Erdogan diz que sírios não podem ser forçados a optar entre Assad e "grupos terroristas"

 

Lusa/AO online   Internacional   1 de Out de 2015, 17:25

O líder da Turquia, Recep Tayyp Erdogan, considerou no parlamento de Ancara que a Síria não pode ser forçada a optar entre o Presidente Bashar al-Assad e os "grupos terroristas" como o grupo Estado Islâmico (EI).

 

Erdogan, que sempre rejeitou a possibilidade de cooperação com Assad para combater o EI, dirigia-se aos deputados um dia após o início da intervenção militar aérea da Rússia no país vizinho em apoio do regime de Damasco.

"O povo sírio não pode ser confrontado com a escolha entre um regime que o massacra e as organizações terroristas", declarou.

Bashar al-Assad continua a ser excluído pela Turquia num cenário de eventual solução para a crise no país.

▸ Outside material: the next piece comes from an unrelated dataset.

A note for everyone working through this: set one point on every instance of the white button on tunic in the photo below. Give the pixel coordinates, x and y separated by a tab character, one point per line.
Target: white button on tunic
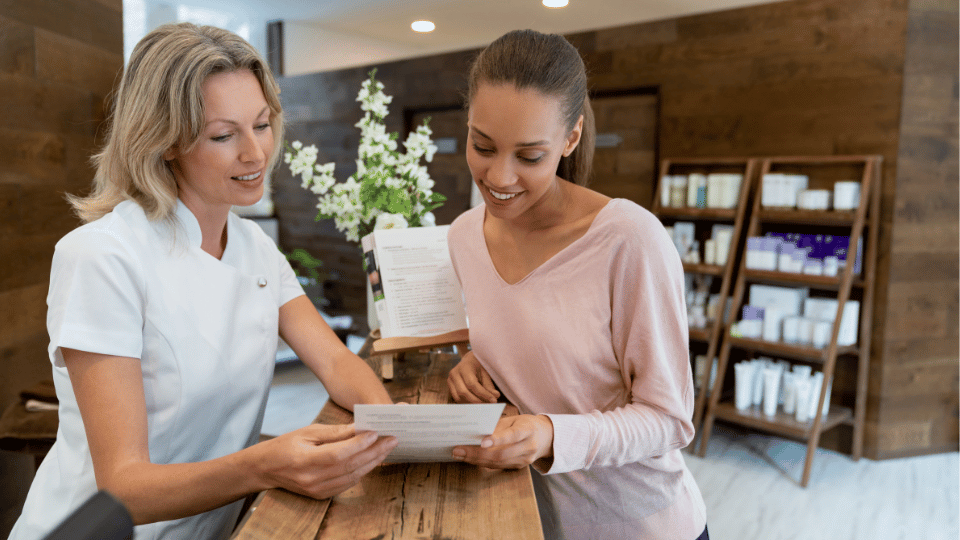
204	329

Na segunda-feira, o primeiro ministro turco Ahmet Davutoglu afirmou em Nova Iorque, à margem da Assembleia geral da ONU, que a Turquia está preparada para cooperar com todos os países, incluindo a Rússia, na busca de uma saída política, mas sem Assad, e que permita vencer o EI.

No seu discurso de hoje, Erdogan evitou uma alusão direta às recentes ações militares russas em território sírio, mas disse esperar que "os recentes desenvolvimentos ajudem a resolver este problema que se prolonga há quase cinco anos".

Pelo contrário, o seu ministro dos Negócios Estrangeiros, Feridun Sinirlioglu, manifestou também hoje "sérias preocupações" face aos ataques aéreos russos na Síria.

"Estamos seriamente preocupados sobre a informação de que os ataques aéreos da Rússia na Síria atingiram locais da oposição e não o Daesh [EI]", disse, citado pela agência estatal Anatólia.

A Turquia acolhe oficialmente 2,2 milhões de refugiados sírios desde o início da sangrenta guerra civil e diz já ter despendido 7,2 mil milhões de euros, acusando com frequência a União Europeia (UE) de pouco envolvimento nesta crise.

"Não temos o direito de deixar os nossos irmãos morrerem no Mediterrâneo ou trata-los com crueldade nas fronteiras ou nas estações, como o fazem alguns países europeus", disse ainda Erdogan na sua intervenção.